The Boxplot of Age and Session duration look very symmetric only by looking.
The Height and the Fat % are both asymmetrics.
The 3 about BPM looks kind of asymmetric.
The boxplots Weight variables and the burned calories boths have outliers in them.

In [None]:
for i in numeric_variables:
    aux_skew = stats.skew(data[i])
    print(f"Skewness of {i} : {aux_skew}")

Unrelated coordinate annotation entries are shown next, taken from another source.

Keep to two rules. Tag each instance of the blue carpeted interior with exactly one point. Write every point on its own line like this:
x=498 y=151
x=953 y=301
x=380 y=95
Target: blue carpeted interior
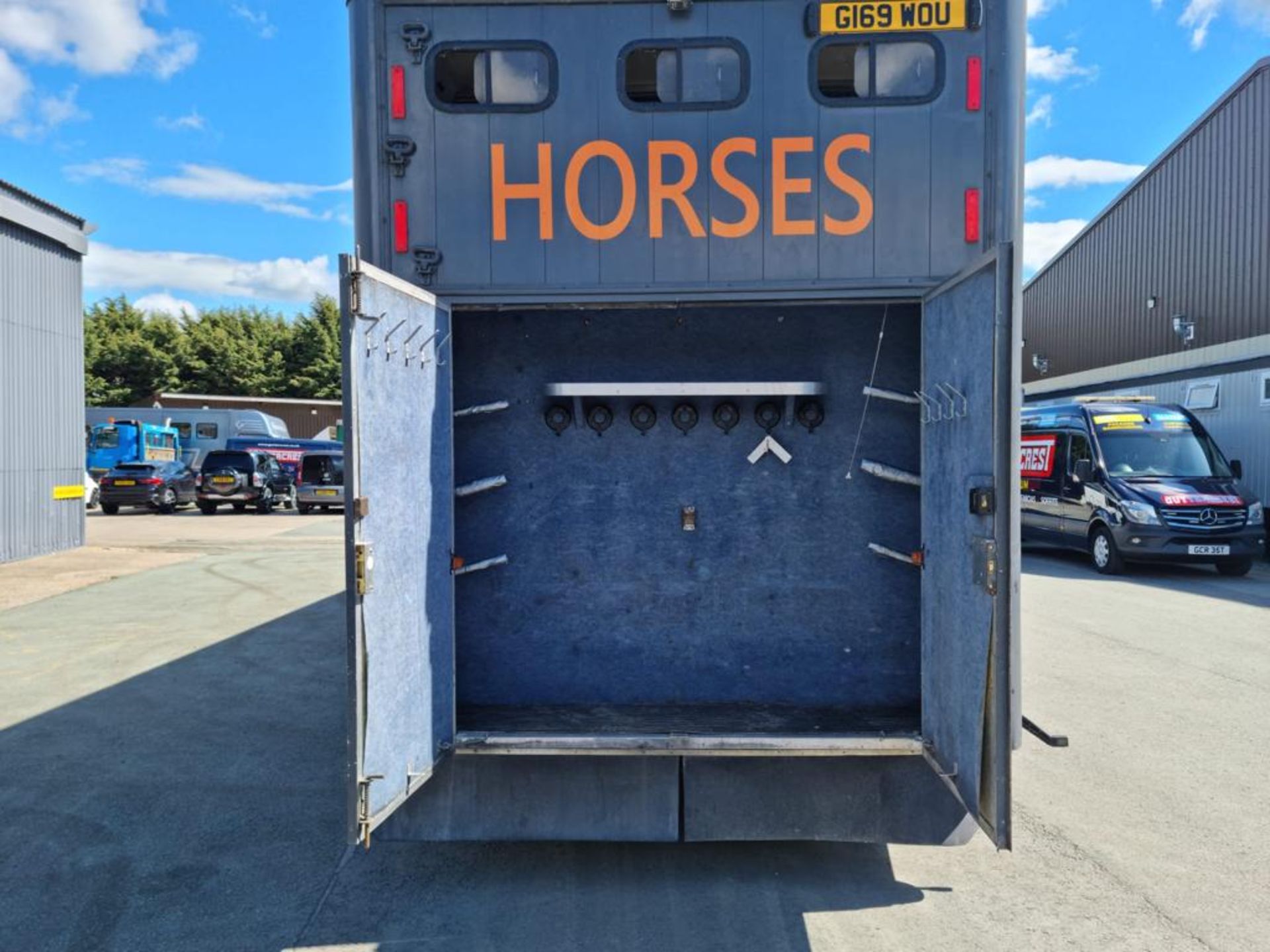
x=775 y=600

The mix between boxplot and skewness tell us the next thing about our variables:
The Age, Max BPM, Avg. BPM, Resting BPM and session duration are all symmetric in the data.
For Weight, Height and calorie burned are moderately swkewed. The 3 variables have a long tails on the right side. (The outliers that we detected in the boxplot.)